Elsevier

Pattern Recognition Letters

Volume 127, 1 November 2019, Pages 202-214
Pattern Recognition Letters

Ground and aerial meta-data integration for localization and reconstruction: A review

https://doi.org/10.1016/j.patrec.2018.07.036Get rights and content

Highlights

  • Methods of integrating ground and aerial meta-data for localization and reconstruction are reviewed.

  • Localization methods are reviewed in terms of image based methods and structure based methods.

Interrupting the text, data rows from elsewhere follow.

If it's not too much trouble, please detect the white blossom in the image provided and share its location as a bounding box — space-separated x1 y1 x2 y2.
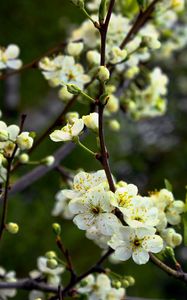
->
108 226 163 264
69 187 120 235
50 119 84 142
0 44 22 70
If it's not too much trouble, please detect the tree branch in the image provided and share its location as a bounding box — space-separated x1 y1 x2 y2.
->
0 39 82 80
120 0 160 49
149 253 187 284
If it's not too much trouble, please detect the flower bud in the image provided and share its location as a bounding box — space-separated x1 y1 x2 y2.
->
58 86 73 102
109 120 120 132
125 66 140 79
97 66 110 82
67 84 81 95
67 43 84 56
82 112 99 132
45 251 56 259
86 50 100 65
19 153 29 164
0 129 9 142
70 0 84 9
112 280 122 289
42 155 55 167
125 276 135 286
106 95 119 113
52 223 61 235
66 111 79 124
142 35 161 49
47 258 58 269
122 279 130 288
16 132 33 150
6 222 19 234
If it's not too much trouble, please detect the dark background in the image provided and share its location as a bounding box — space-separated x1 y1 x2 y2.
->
0 0 187 300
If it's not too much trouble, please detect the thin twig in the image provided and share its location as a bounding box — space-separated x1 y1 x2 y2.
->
120 0 160 49
149 253 187 284
0 39 82 80
56 236 77 282
0 115 26 240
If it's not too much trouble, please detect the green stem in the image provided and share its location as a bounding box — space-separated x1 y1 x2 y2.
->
75 139 96 156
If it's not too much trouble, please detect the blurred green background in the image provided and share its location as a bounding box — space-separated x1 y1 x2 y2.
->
0 0 187 300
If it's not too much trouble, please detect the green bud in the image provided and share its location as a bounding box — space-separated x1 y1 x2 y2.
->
70 0 84 9
47 258 58 269
0 129 9 142
19 153 29 164
121 279 130 288
6 222 19 234
97 66 110 82
45 251 56 259
52 223 61 235
112 280 122 289
67 84 81 95
99 0 107 23
29 131 36 139
125 276 135 286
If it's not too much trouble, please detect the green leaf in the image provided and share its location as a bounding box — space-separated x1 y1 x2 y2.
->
183 212 187 246
164 179 173 192
99 0 107 23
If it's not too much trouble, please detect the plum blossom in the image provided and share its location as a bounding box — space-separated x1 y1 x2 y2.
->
69 187 120 235
0 44 22 70
108 226 163 265
77 274 125 300
50 119 84 142
39 55 90 89
0 267 16 300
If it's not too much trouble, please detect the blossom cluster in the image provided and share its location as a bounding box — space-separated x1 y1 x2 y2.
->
0 121 34 183
52 170 184 264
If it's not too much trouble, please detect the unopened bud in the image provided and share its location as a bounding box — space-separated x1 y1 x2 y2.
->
66 111 79 124
97 66 110 82
122 279 130 288
19 153 29 164
45 251 56 259
112 280 122 289
6 222 19 234
41 155 55 167
52 223 61 235
0 129 9 142
67 84 81 95
47 258 58 269
58 86 73 102
70 0 84 9
67 43 84 56
109 120 120 132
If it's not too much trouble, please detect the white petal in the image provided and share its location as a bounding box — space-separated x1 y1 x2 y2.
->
72 119 84 136
7 125 20 141
69 198 89 214
132 248 149 265
142 235 163 253
50 130 72 142
7 59 22 70
5 44 20 59
114 244 132 261
73 213 96 230
97 213 120 235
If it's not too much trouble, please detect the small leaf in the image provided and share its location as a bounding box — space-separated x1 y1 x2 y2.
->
99 0 107 23
183 212 187 246
164 179 173 192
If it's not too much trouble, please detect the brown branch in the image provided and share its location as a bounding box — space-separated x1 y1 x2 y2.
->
56 236 77 282
0 39 82 80
120 0 160 49
0 115 26 240
10 143 76 194
149 253 187 284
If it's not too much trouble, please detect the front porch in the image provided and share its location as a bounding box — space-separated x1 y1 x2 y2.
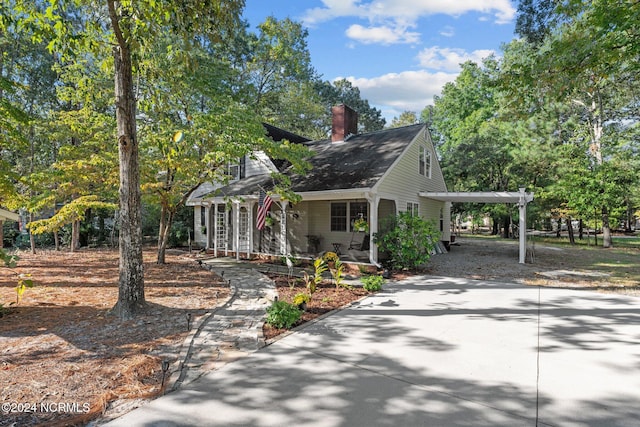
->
196 194 396 265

  • Reconstruction methods are reviewed in terms of image based methods and laser based methods.

Abstract

Localization and reconstruction are two highly related research areas. Both of them have developed rapidly in recent years. Apparently, with the help of ground and aerial meta-data integration, the performance of both localization and reconstruction can go a step further. For localization, aerial meta-data provides a global reference, by which the ground query can achieve a cumulative error free absolute localization. As for reconstruction, a complete and detailed model can be reconstructed by integrating ground and aerial meta-data. Though with many advantages, the integration itself is non-trivial. It is difficult to obtain ground-to-aerial correspondences neither in 2D manner nor in 3D manner. That is because: (1) The differences between the ground and aerial images in viewpoint, scale, illumination, etc. are notable; (2) The discrepancies between the ground and aerial point clouds in terms of point density, accuracy, noise level, etc. are very large. To deal with these problems, lots of methods have been proposed recently. In this paper, the methods of integrating ground and aerial meta-data for localization and reconstruction are reviewed respectively. Though many intermediate results with high quality have been achieved, we hope that inspired by the reviewed methods in this paper, more thorough methods and impressive results would emerge.

Introduction

Localization and reconstruction are two highly related research areas. Localization is to determine the location in the scene of the data acquisition equipment, e.g. camera or laser scanner; while reconstruction is to recover the 3D information of the scene using the acquired meta-data, e.g. images or light detection and ranging (LIDAR) data.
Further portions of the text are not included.